1. A method for characterizing a computer system parameter by analyzing a target electromagnetic signal radiating from the computer system, the method comprising:
monitoring the target electromagnetic signal using a conductor in an interface of the computer system; and
analyzing the target electromagnetic signal to characterize the computer system parameter.
2. The method of claim 1, wherein the interface includes a universal serial bus (USB).
3. The method of claim 1, wherein prior to monitoring the target electromagnetic signal, the method further comprises:
monitoring a reference electromagnetic signal radiating from the computer system;
generating a reference electromagnetic-signal fingerprint from the reference electromagnetic signal; and
building a pattern-recognition model based on the reference electromagnetic-signal fingerprint.
4. The method of claim 3, wherein the pattern-recognition model includes a nonlinear, nonparametric regression model.
5. The method of claim 3, wherein analyzing the target electromagnetic signal includes:
generating a target electromagnetic-signal fingerprint from the target electromagnetic signal;
feeding the target electromagnetic-signal fingerprint into the pattern-recognition model;
producing an estimated electromagnetic-signal fingerprint using the pattern-recognition model; and
comparing the target electromagnetic-signal fingerprint to the estimated electromagnetic fingerprint to characterize the computer system parameter.
6. The method of claim 5, wherein generating the reference electromagnetic-signal fingerprint includes:
generating a frequency-domain representation of the reference electromagnetic signal;
selecting a set of frequencies from the frequency-domain representation of the reference electromagnetic signal; and
forming the reference electromagnetic-signal fingerprint using the set of frequencies.
7. The method of claim 6, wherein selecting the set of frequencies includes:
dividing the frequency-domain representation of the reference electromagnetic signal into a plurality of frequencies;
constructing a reference electromagnetic-signal amplitude-time series for each of the plurality of frequencies based on the reference electromagnetic signal collected over a predetermined time period;
computing cross-correlations between pairs of reference electromagnetic-signal amplitude-time series associated with pairs of the plurality of frequencies;
computing an average correlation coefficient for each of the plurality of frequencies; and
selecting the set of frequencies based on the average correlation coefficients.

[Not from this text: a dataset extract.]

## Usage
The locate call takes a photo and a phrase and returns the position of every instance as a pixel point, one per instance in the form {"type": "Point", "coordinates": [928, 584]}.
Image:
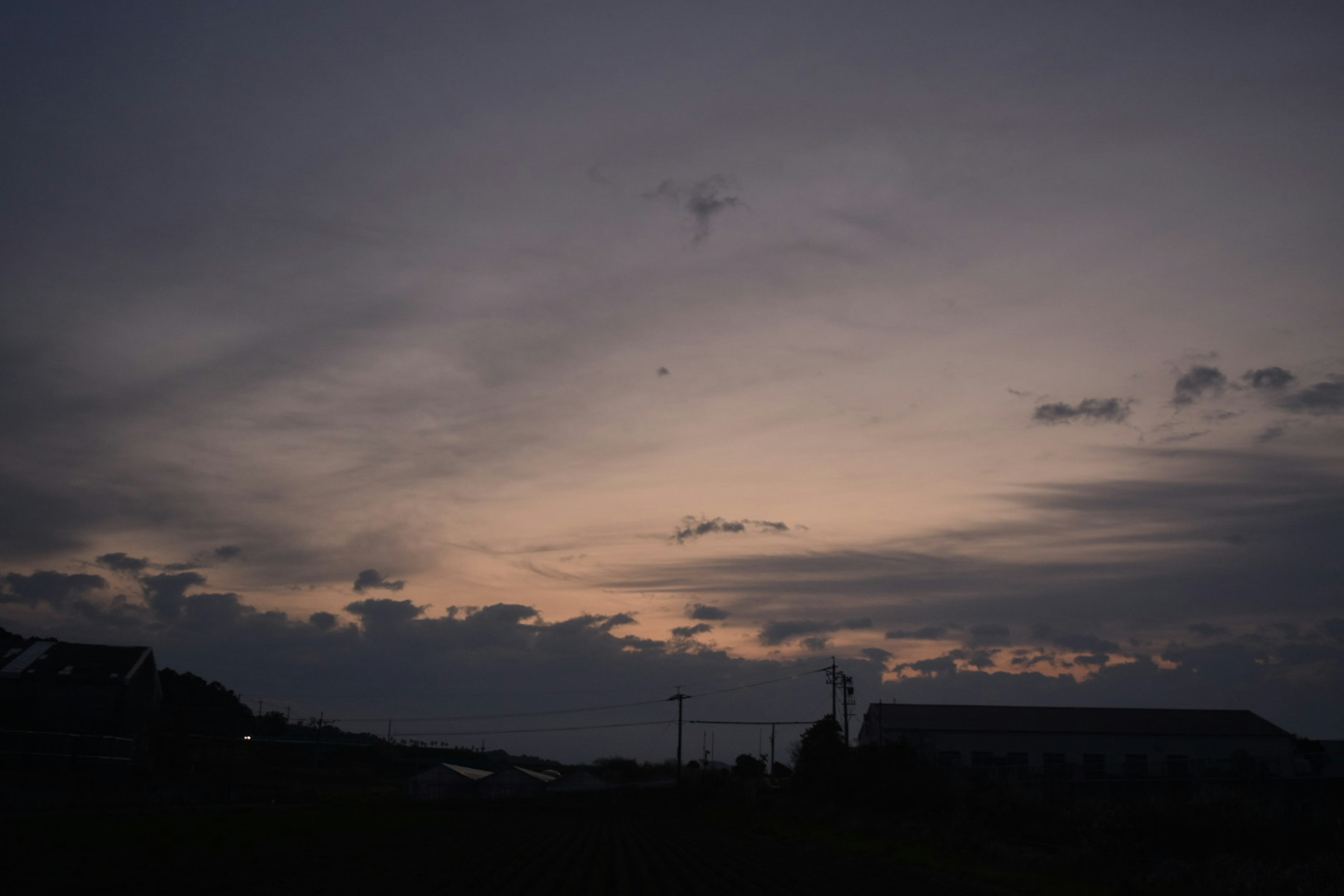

8. The method of claim 7, wherein building the pattern-recognition model based on the reference electromagnetic-signal fingerprint includes:
training the pattern-recognition model using the reference electromagnetic-signal amplitude-time series associated with the set of frequencies as inputs to the pattern-recognition model.
9. The method of claim 6, wherein generating the target electromagnetic-signal fingerprint includes:
transforming the target electromagnetic signal to a frequency-domain representation;
for each frequency in the set of frequencies, generating a target electromagnetic-signal amplitude-time series based on the frequency-domain representation of the target electromagnetic signal collected over time; and
forming the target electromagnetic-signal fingerprint using the target electromagnetic-signal amplitude-time series associated with the set of frequencies.
10. The method of claim 9, wherein comparing the target electromagnetic-signal fingerprint to the estimated electromagnetic fingerprint includes:
for each frequency in the set of frequencies,
computing a residual signal between a corresponding monitored electromagnetic-signal amplitude-time series in the target electromagnetic-signal fingerprint and a corresponding estimated electromagnetic-signal amplitude-time series in the estimated electromagnetic-signal fingerprint; and
detecting anomalies in the residual signal by using sequential detection, wherein the anomalies indicate a deviation of the monitored electromagnetic-signal amplitude-time series from the estimated electromagnetic-signal amplitude-time series.
11. The method of claim 10, wherein the sequential detection includes a sequential probability ratio test (SPRT).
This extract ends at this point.